The Frictionless Architecture (and other lessons from the punchcard era)

Tom Evans gave an inspired talk at OTUG last week with the (possibly) uninspiring name of Business Agility Principles and Architecture: Lessons from the Punch Card Era. I'm gun-shy about attending things with agile in the title, but this turned out to be a very practical session for software developers. The two points I took away from it were around his musings on designing a frictionless architecture and designing the failure path first.

The frictionless architecture idea came from his days in the telecom industry, in which punch cards were used to transport customer data. Requesting a new line to your office? It gets encoded on a human-readable punchcard and sent via inter-office mail to the correct department. Requesting residential service? This punchcard is delivered the same way and goes to a different department. The point is that the transport layer doesn't care at all about what is being transferred. Inter-office mail will deliver anything as long as it is in a brown envelope. Did you forget to fill out your billing address? Well, the punchcard is still delivered. Did you fill out the request in Kanji? Inter-office mail doesn't care. It will wind up in someone's inbox, ready to be processed. Compare this with my current b2b web services project. When a customer sends me a request and has forgotten to include required fields (the address perhaps), then that request errors out on dtd validation and hopefully the information is written to a log file by my web server. If you send a request in a multi-byte language like Kanji, and accidentally screw up the encodings, my web service is probably going to puke too. Hey, it's your fault for sending me "garbage" data, right? The point is that a customer is trying to contact me, and I'm just falling over and not fulfilling the request simply because they didn't know enough to fill out the form correctly. In the punchcard era, that request gets delivered properly. As long as the punchcard machines get oiled (the frictionless part), then every single transaction will be delivered. And that request is human readable, which leads to the next point: designing the failure path first.

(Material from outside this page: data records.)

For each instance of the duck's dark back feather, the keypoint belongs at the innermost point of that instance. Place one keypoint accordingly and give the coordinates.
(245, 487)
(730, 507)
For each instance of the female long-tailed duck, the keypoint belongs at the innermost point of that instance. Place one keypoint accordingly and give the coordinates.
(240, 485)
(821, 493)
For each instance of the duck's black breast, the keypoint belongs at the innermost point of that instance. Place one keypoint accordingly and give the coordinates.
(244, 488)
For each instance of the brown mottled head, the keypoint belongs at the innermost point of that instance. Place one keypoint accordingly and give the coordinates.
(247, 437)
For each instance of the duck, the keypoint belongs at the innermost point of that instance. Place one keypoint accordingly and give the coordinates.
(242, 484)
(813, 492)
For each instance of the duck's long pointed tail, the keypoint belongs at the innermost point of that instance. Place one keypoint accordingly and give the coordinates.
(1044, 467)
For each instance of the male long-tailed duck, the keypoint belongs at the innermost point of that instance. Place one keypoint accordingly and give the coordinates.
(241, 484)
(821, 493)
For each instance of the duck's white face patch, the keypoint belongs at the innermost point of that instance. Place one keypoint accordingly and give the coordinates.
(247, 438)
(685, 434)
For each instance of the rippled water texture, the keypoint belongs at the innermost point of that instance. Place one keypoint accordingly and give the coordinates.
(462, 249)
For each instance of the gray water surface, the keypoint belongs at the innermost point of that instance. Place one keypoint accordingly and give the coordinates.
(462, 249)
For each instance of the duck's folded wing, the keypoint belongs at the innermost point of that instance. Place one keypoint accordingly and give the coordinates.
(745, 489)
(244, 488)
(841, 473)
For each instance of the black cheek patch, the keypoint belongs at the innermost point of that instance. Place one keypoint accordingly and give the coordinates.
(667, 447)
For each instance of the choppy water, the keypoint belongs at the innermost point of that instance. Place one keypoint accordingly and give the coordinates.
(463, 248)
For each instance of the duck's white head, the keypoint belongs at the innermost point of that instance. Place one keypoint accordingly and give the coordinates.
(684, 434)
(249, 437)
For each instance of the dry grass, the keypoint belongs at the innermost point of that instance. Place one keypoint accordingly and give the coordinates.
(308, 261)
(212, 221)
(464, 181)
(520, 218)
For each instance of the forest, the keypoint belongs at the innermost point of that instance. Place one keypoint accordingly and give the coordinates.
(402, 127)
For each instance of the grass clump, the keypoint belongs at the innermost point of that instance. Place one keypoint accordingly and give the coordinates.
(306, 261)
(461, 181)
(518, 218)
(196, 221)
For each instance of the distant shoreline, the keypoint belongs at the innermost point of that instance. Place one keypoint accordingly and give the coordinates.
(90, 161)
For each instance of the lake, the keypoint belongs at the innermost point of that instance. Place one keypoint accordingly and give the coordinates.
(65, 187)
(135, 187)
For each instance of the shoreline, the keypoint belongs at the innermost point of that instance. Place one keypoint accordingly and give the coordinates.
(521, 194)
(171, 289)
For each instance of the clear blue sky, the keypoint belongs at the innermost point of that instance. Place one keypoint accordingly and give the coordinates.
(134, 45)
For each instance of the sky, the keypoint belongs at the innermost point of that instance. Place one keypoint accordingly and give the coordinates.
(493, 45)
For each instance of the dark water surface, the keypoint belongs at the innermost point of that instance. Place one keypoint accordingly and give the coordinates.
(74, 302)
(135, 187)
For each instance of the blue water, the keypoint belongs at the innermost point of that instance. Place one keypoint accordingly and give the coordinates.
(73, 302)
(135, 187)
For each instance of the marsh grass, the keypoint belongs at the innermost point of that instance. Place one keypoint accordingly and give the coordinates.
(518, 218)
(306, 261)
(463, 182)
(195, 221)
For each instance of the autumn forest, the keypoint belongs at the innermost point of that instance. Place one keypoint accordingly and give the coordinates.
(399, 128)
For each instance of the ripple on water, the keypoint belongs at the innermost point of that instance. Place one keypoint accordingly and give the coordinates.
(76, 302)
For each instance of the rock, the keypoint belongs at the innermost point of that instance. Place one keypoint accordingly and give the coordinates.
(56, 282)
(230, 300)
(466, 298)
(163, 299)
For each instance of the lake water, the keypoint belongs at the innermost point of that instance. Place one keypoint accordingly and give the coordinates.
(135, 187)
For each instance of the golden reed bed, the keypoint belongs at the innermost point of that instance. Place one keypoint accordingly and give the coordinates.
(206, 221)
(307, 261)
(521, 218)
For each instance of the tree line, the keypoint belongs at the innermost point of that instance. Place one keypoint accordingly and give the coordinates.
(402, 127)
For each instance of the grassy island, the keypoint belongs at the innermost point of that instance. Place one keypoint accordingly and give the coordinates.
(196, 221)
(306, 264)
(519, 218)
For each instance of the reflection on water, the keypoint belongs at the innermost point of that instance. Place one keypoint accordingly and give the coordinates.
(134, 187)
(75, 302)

The failure path for the punchcards was built into the system. A human received the punchcard. If that request was missing the address, then the telecom employee could just look at your telephone number on the request and call you to get the missing information. If the request was written in Kanji, then they can go find an interpretor to create the translated version. I have an apostrophe in my name (D'Arcy), and I can't tell you how many times websites and web services simply don't work because of that. I don't get a callback, or a human trying to fix it; I get an error message if I'm lucky. Punchcards had a great failure path. The business could almost always fulfill a request even if their customer totally screwed things up. So what's this about the failure path first stuff? Well, by default the business was able to fulfill automated transactions that failed. If they rolled out an entirely new service that was not supported by IT, they could still have humans fulfill all of those orders by hand. Supporting a new service by default required hiring temp workers to type in orders by hand. If my business wants to roll out a new service, there is no way for me to harness manual labor at all. Unless there is a new service and a dtd/schema (and maybe a wsdl, and and endpoint, etc. etc) I won't be able to handle any new services! On one of Tom's projects, his company actually rolled out new services, and those orders arrived on punch cards or faxes, and IT finally caught up with an automated SmallTalk system later when the daily order volume started exceeding 100 orders a day. It would be a huge value if, by default, all unrecognized incoming transactions were put into a queue in their entirety, where a fleet of temp workers could slowly process them by hand.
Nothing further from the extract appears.